$19 M. Francis Bacon Portrait of Sole Heir Heads to Sotheby’s London Auction


July 15, 2020 4:28pm

Francis Bacon, Portrait of John Edwards, 1986.COURTESY SOTHEBY’S

Following the $85 million achieved for a monumental Francis Bacon triptych that led Sotheby’s marquee contemporary auction on June 29, the house has unveiled another masterwork by the British artist coming up for sale in London on July 28. Set to appear in a hybrid evening sale, where offerings will range from contemporary artworks to a $15 million Rembrandt self-portrait, Bacon’s Portrait of John Edward (1986) is expected to fetch £12 million–£18 million ($15.1 million–$22.6 million).

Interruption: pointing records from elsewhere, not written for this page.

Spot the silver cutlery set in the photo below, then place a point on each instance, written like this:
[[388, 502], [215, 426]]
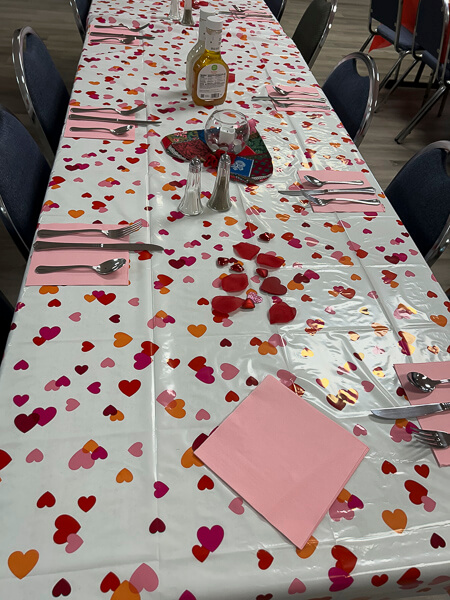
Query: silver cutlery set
[[434, 439], [104, 268]]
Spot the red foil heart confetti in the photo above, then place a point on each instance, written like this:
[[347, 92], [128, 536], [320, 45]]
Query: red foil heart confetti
[[266, 237], [237, 268], [226, 304], [269, 260], [235, 283], [245, 250], [248, 304], [272, 285], [281, 313]]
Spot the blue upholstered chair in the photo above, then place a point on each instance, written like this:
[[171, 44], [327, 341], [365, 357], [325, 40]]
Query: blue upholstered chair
[[353, 96], [420, 194], [6, 315], [80, 12], [431, 27], [277, 7], [42, 88], [24, 175], [313, 28]]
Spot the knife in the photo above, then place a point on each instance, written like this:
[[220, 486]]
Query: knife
[[73, 117], [411, 411], [121, 35], [135, 247], [354, 190]]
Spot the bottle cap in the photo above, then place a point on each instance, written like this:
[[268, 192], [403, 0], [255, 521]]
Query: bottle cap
[[214, 23], [207, 12]]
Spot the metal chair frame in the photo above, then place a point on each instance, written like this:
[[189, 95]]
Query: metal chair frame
[[18, 43], [373, 91], [325, 33], [78, 21], [443, 239], [438, 74]]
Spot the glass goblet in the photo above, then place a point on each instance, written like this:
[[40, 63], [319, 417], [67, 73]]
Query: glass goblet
[[227, 131]]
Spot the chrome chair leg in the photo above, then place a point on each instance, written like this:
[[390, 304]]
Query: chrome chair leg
[[444, 99], [367, 42], [396, 66], [396, 85], [419, 73], [420, 115]]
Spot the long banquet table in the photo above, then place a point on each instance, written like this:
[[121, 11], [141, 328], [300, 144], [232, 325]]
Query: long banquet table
[[104, 497]]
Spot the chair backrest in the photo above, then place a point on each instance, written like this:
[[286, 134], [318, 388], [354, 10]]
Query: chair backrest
[[42, 88], [6, 315], [277, 7], [386, 12], [353, 96], [431, 28], [24, 175], [80, 10], [312, 29], [420, 194]]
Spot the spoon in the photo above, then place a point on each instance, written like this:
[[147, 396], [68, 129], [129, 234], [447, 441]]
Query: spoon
[[123, 113], [319, 183], [119, 131], [104, 268], [424, 383]]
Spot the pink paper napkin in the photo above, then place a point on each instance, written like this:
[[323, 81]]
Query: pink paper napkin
[[284, 457], [78, 257], [99, 135], [439, 421], [340, 176], [120, 31], [296, 105]]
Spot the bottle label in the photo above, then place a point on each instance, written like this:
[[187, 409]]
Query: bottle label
[[211, 82], [213, 39]]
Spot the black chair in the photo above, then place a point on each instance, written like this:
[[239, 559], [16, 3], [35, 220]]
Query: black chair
[[6, 315], [313, 28], [430, 32], [43, 91], [353, 96], [420, 194], [24, 175], [277, 7], [80, 12]]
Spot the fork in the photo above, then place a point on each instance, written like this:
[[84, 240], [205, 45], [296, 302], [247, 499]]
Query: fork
[[133, 29], [124, 113], [435, 439], [288, 93], [114, 234]]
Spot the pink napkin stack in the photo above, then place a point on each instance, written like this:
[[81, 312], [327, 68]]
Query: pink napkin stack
[[99, 135], [340, 176], [284, 457], [78, 257], [438, 421]]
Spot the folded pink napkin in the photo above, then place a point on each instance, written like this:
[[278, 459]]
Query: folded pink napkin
[[99, 135], [439, 421], [284, 457], [340, 176], [78, 257], [299, 105], [120, 31]]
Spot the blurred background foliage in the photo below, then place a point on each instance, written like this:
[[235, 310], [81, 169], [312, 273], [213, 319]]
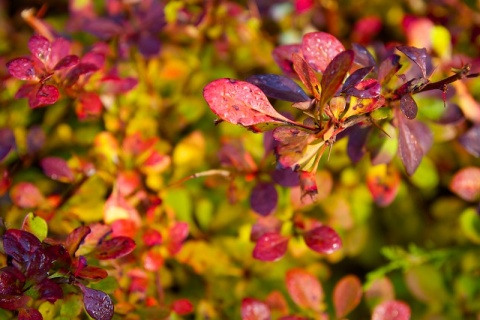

The work is the second-most expensive work by the postwar heavyweight to come to auction this season. The late-career painting, standing 6.5 by 4.8 feet, features John Edward, Bacon’s confidant, rendered in the artist’s signature style that hovers between figuration and abstraction. Carrying an impressive provenance, the work has never before come to auction, and hails from a private collection in Chicago, the second of just two owners in the work’s history. Widely exhibited, the painting was originally sold by Marlborough Gallery, the artist’s posthumous dealer, following its public debut in a 1987 survey of work from that decade, and has been featured in showcases dedicated Bacon at the Hirshhorn Museum and Sculpture Garden in Washington, D.C., the Museum of Modern Art in New York, and the Centre Pompidou.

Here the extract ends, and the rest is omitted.